Authorea

[section] [theorem] [theorem]Lemma [subsection]

Random Forests: Formulation

Let \(K\) be the number of trees in the ensemble and let \(\Theta_k\) encode the parameters for the \(k\)-th tree. As we have mentioned before, there are various variants to the model and these variants will define the type encoding of the \(\Theta_k\) parameters. In this part, we will not specify the type of forest used since the following proofs apply to all.

We denote \(h(\textbf{x},\Theta_k)\) to be the corresponding classifier and \(N\) the number of samples in the training set. The creation of a random forest involves an iterative procedure where at the \(k\)-th step, the parameter \(\Theta_k\) is fit from the same distribution but independently of the previous parameters \(\Theta_1, \ ..., \ \Theta_{k-1}\).

Let \(\{h_k(\textbf{x})\}_{i=1}^K\) ¹ be a set of classifying trees and let \(I\) denote the indicator function. Define the margin function as

\[mg(\textbf{x},\textbf{y}) = \frac{1}{K} \sum_{k=1}^K I(h_k(\textbf{x}) = \textbf{y}) - max_{j\neq \textbf{y}}\left(\frac{1}{K} \sum_{k=1}^K I(h_k(\textbf{x}) = j) \right)\] \label{eq:rf-marginFun}

The margin function measures, in average, how much do the trees vote for the correct class in comparison to all other classes. It is the training error of the model when using the misclassification loss.

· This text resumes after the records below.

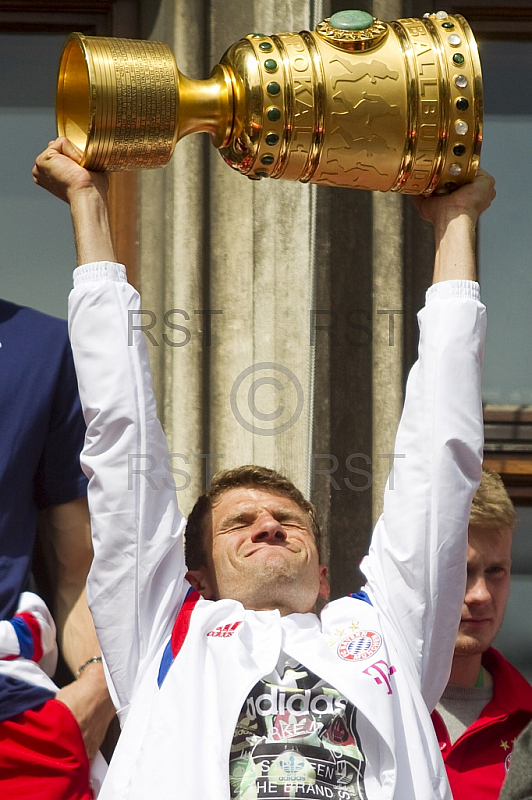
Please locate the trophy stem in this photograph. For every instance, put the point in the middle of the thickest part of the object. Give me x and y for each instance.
(207, 106)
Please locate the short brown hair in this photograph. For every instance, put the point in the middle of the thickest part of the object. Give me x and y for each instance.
(492, 507)
(249, 476)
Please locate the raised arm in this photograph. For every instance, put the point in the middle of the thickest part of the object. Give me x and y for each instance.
(136, 581)
(417, 561)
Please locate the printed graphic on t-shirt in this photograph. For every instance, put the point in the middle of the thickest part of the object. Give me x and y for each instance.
(296, 737)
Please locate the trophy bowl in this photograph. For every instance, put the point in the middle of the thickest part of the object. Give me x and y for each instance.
(362, 103)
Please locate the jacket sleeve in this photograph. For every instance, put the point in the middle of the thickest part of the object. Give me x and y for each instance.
(136, 582)
(416, 567)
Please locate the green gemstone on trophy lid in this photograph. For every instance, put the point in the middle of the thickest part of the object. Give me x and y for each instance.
(351, 20)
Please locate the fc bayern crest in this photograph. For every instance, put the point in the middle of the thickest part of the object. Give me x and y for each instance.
(359, 646)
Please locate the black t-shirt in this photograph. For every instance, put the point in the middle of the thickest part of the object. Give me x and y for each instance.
(296, 737)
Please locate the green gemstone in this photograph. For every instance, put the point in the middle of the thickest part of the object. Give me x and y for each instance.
(351, 20)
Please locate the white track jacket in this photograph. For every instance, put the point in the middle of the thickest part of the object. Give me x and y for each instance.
(389, 653)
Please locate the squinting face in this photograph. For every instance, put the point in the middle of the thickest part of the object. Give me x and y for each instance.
(488, 585)
(262, 553)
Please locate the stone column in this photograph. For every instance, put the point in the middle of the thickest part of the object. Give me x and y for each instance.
(268, 345)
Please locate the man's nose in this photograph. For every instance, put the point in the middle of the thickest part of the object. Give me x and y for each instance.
(477, 590)
(267, 528)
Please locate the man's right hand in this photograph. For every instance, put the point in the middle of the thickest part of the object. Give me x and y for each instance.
(58, 170)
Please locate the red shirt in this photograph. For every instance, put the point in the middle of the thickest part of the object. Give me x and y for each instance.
(478, 761)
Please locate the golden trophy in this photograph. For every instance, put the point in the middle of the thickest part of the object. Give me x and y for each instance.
(389, 106)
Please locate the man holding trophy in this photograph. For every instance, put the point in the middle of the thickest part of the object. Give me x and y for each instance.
(226, 681)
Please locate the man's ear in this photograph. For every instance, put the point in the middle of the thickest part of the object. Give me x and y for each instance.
(200, 581)
(325, 589)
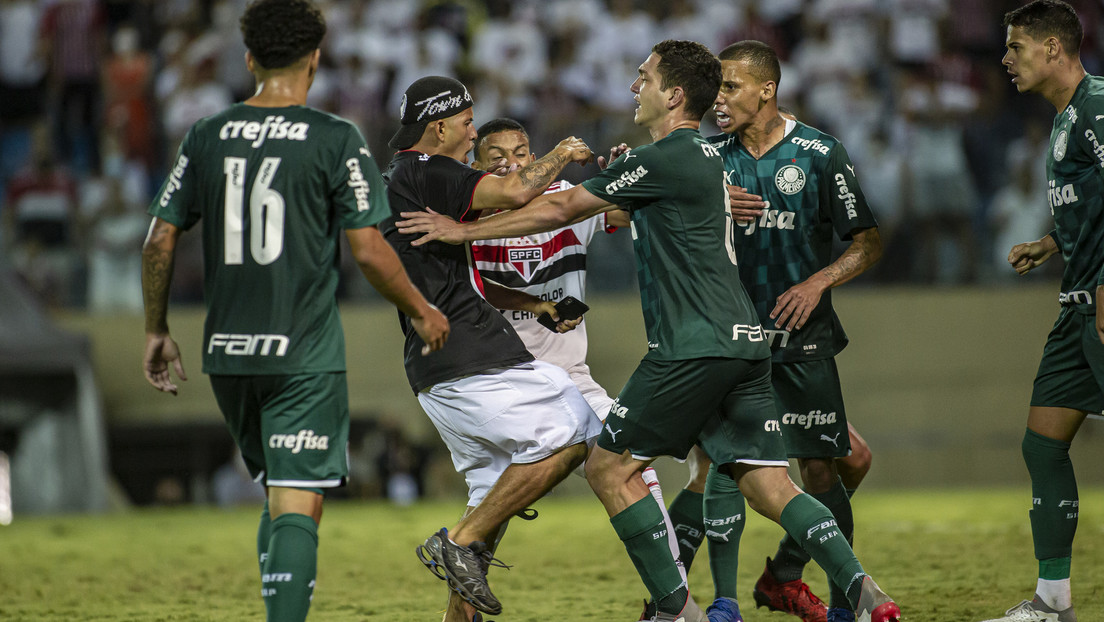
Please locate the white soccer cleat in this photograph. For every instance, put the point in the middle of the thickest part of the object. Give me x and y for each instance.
(1036, 610)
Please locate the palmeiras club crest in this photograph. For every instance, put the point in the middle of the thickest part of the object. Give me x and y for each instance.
(524, 260)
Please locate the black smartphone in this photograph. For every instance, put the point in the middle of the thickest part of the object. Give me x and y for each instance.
(568, 308)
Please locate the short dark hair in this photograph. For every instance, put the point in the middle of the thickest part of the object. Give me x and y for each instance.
(279, 32)
(762, 60)
(1049, 18)
(692, 66)
(494, 126)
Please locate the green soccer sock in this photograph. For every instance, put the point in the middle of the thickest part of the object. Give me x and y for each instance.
(641, 527)
(287, 578)
(838, 503)
(789, 560)
(686, 515)
(814, 527)
(724, 512)
(1054, 504)
(264, 534)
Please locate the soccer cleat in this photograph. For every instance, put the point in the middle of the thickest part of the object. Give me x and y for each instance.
(874, 605)
(724, 610)
(464, 568)
(840, 614)
(690, 613)
(788, 597)
(1036, 610)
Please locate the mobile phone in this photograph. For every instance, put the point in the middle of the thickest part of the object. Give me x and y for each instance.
(568, 308)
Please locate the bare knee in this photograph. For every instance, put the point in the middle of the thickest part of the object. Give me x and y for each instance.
(818, 474)
(295, 501)
(699, 464)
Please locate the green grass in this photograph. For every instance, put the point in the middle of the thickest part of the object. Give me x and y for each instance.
(943, 555)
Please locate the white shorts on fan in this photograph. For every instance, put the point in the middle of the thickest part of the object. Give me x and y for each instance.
(513, 415)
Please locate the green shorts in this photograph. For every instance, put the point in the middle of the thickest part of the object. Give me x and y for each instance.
(293, 430)
(723, 404)
(1071, 373)
(810, 408)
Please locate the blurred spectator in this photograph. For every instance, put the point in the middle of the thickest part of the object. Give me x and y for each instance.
(40, 213)
(74, 37)
(1019, 212)
(943, 198)
(22, 83)
(198, 94)
(510, 56)
(116, 228)
(128, 114)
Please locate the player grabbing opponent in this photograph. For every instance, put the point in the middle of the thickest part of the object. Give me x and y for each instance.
(706, 378)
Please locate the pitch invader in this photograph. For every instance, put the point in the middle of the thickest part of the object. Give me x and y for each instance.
(1043, 42)
(809, 191)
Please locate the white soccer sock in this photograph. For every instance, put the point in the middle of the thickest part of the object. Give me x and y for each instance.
(657, 493)
(1055, 593)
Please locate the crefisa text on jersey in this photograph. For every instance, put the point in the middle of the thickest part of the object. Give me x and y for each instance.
(273, 127)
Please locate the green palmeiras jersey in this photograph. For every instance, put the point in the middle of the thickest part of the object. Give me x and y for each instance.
(273, 188)
(693, 304)
(808, 183)
(1075, 179)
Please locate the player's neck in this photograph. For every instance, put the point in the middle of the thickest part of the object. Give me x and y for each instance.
(760, 136)
(279, 91)
(1059, 90)
(669, 124)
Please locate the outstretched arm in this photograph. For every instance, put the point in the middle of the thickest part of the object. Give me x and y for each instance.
(794, 306)
(519, 187)
(384, 271)
(157, 261)
(544, 213)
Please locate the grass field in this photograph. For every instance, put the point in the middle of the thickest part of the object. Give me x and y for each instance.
(944, 556)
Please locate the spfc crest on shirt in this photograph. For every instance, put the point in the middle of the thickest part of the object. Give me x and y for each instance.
(524, 260)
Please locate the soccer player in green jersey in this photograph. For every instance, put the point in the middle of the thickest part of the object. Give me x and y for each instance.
(1043, 42)
(809, 190)
(274, 183)
(707, 376)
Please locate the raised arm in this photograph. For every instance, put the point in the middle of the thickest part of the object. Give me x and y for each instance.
(794, 306)
(517, 188)
(544, 213)
(384, 271)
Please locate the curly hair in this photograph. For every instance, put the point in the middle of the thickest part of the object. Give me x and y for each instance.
(1048, 18)
(692, 66)
(279, 32)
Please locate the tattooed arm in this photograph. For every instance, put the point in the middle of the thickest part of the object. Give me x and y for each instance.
(794, 306)
(519, 187)
(157, 261)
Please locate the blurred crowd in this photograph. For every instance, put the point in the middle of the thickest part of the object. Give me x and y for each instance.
(95, 96)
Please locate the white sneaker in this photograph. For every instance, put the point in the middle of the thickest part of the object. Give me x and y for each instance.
(690, 613)
(1036, 610)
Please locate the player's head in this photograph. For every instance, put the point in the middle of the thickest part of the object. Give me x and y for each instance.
(283, 34)
(677, 74)
(750, 85)
(502, 138)
(436, 114)
(1042, 38)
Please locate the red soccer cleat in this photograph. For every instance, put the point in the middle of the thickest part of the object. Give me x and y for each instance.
(788, 597)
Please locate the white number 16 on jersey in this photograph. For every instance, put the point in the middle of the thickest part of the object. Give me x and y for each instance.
(266, 213)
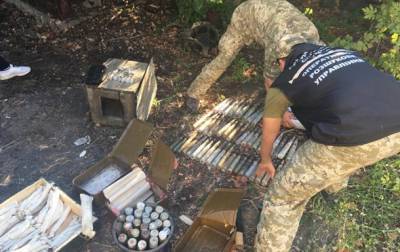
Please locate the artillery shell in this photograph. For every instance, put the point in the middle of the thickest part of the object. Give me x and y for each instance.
(128, 211)
(153, 242)
(164, 216)
(148, 210)
(285, 149)
(132, 242)
(134, 232)
(122, 238)
(142, 245)
(129, 218)
(140, 206)
(154, 215)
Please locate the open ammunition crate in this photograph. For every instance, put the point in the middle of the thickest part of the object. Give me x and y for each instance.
(24, 193)
(121, 161)
(215, 227)
(126, 92)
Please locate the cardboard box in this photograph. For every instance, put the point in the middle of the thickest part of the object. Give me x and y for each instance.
(122, 160)
(215, 227)
(117, 163)
(24, 193)
(115, 102)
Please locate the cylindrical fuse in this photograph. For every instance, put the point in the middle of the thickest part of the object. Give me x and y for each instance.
(164, 216)
(146, 220)
(158, 223)
(148, 209)
(128, 211)
(122, 238)
(145, 234)
(135, 233)
(138, 213)
(142, 245)
(127, 226)
(132, 243)
(152, 226)
(153, 242)
(154, 216)
(121, 218)
(167, 224)
(146, 215)
(144, 226)
(137, 222)
(159, 209)
(154, 233)
(129, 218)
(140, 206)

Here the generalization error is denoted as \(PE*\) and is equal to \[P_{\textbf{x}, \textbf{y} }(mg(\textbf{x},\textbf{y}) <0)\]

It can be shown that, for \(K\) sufficiently large, the generalization error under the misclassification loss converges to

\[P_{\textbf{x}, \textbf{y} } ( P_{\Theta} (h(\textbf{x}, \Theta) = \textbf{y}) - max_{j \neq \textbf{y}} P_{\Theta} (h(\textbf{x}, \Theta) = j) < 0)\]

almost surely for all sequences of parameters \(\Theta_1, ..., \Theta_k,...\)

Proof

The proof follows from seeing that given a training set, a tree \(\Theta\) and a class \(j\) then \[\forall \textbf{x} \ P_\Theta(h(\theta,\textbf{x}) = j) \ = \ \lim_{L\to\infty} \frac{1}{L} \sum_{l=1}^K I(h_l(\textbf{x}) = j) \] almost surely.

This is because if we look at the nature of the tree, we see that the set \(\{\textbf{x} / h_l(\textbf{x}, \Theta) = j \}\) is built as a union of hyper-rectangles partitioning feature space. And given the finite size of the training set, there can be only a finite set of these unions of hyper-rectangles for all of the input data. Let \(S_1, ..., S_M\) be an indexation of these unions and define \(\phi(\Theta) = m \) if \(\{\textbf{x} / h(\textbf{x}, \Theta) = j \} = S_m\).

We denote by \(L_m\) the number of times that \(\phi(\Theta_l) =m \), where \(l \in {1...L}\) and \(L\) is the total number of trees of this forest.

It is immediate that

\[\label{rf-PEconvergence1} \frac{1}{L} \sum_{l=1}^L I(h_l(\textbf{x},\Theta) = j) \ = \ \frac{1}{L} \sum_{m=1}^M L_m I(\textbf{x} \in S_m)\]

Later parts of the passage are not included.